Overall mortality at 28 days was 11%. "Although this is not a controlled trial, this is an unusually low mortality rate in our experience," Tumlin said. "The need for dialysis replacement therapy was 14% and none of the patients who required dialysis expired. The typical rate of death among this type of population is over 60%." Creatinine levers peaked at 2.5 mg/dl and decrease to about 2.05 at Day 7.
"Frankly, we would have expected 40% to 50% of these patients to have died within the 28 days we followed them," he said. "We would have thought that two of the three patients who had to go to dialysis would have died. But they all survived through at least 28 days."
The researchers, including his co-investigator David Allie, MD, director of the Cardiovascular Institute of the South (Lafayette, Louisiana), followed the patients through 28 days, so long-term outcomes were not available.
"The FlowMedica catheter system appears to be a safe and effective means for doing intra-renal fenoldopam infusion," Tumlin said. "We have successfully done this up to a dose of 0.8 micrograms/kg/minute. The standard dose is 0.4 mcg/kg/minute. High-dose intravenous fenoldopam responded with renal output in about 61% of patients within four days of treatment."
He noted that the incidence of acute kidney injury and dialysis-dependant renal failure is rising by the decade. Currently, he said 522 per 100,000 people will require some form of dialysis during their lifetimes. "It has become a very big deal," he said.
Development of acute kidney injury translates to a 22-fold higher post-operative mortality rate if the patients have a pre-operative glomerular filtration rate of less than 60 mm/minute.

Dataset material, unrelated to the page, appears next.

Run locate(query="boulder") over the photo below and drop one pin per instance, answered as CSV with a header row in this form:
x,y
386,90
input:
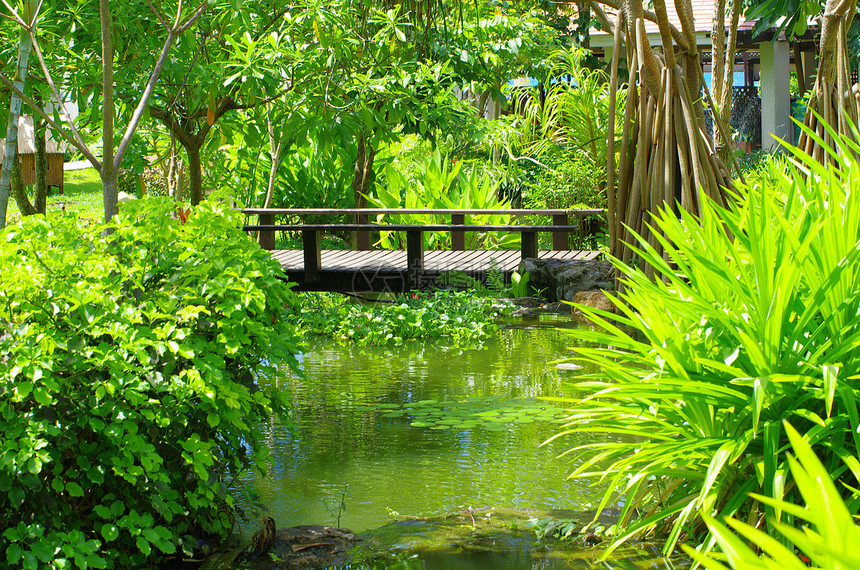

In coronary artery bypass graft surgery the risk of acute kidney injury is as high as 24%.
"High-dose vasodilator therapy has been attempted to correct the constriction that is inherent in acute kidney injury but its use has been controversial and somewhat disappointing," Tumlin said. Systemic treatment has not allowed for adequate medication to reach the kidney. We hypothesized that intra-renal delivery of fenoldopam would reduce hypotension and secondary renal hypoperfusion. Augmenting renal blood flow may reduce progression to dialysis-dependent acute kidney injury."
He said roadblocks to vasodilator therapy in acute kidney injury include lack of bedside access to reliable biomarkers for early identification of acute kidney injury; lack of the ability to deliver isolated vasodilator therapy to the renal circulation; the need to avoid systemic hypotension and the lack of infrastructure for the timely placement of a catheter.
Tumlin said that the use of the FlowMedica Benephit Intra-Renal Drug Delivery System could be placed by interventional radiologists, cardiologists and possibly even hospital intensives. He explained that the system is introduced into the aorta similarly to cardiac procedures. When the catheter passes above the junction of the kidney arteries, the "ears" of the Benephit system and deploys. As the catheter is pulled back, the ears float into the renal arteries.
"It is a very simple, easy to perform maneuver," Tumlin said. "We think it can be performed at bedside and cause less problems for already critically ill patients who will be spared a trip to the radiology department or the catheter laboratory."
The Benephit Infusion Systems are FDA-cleared and are indicated for the "infusion of physician-specified agents in the peripheral vasculature including, but not limited to, the renal arteries."
FlowMedica was purchased by AngioDynamics (Queensbury, New York) earlier this month.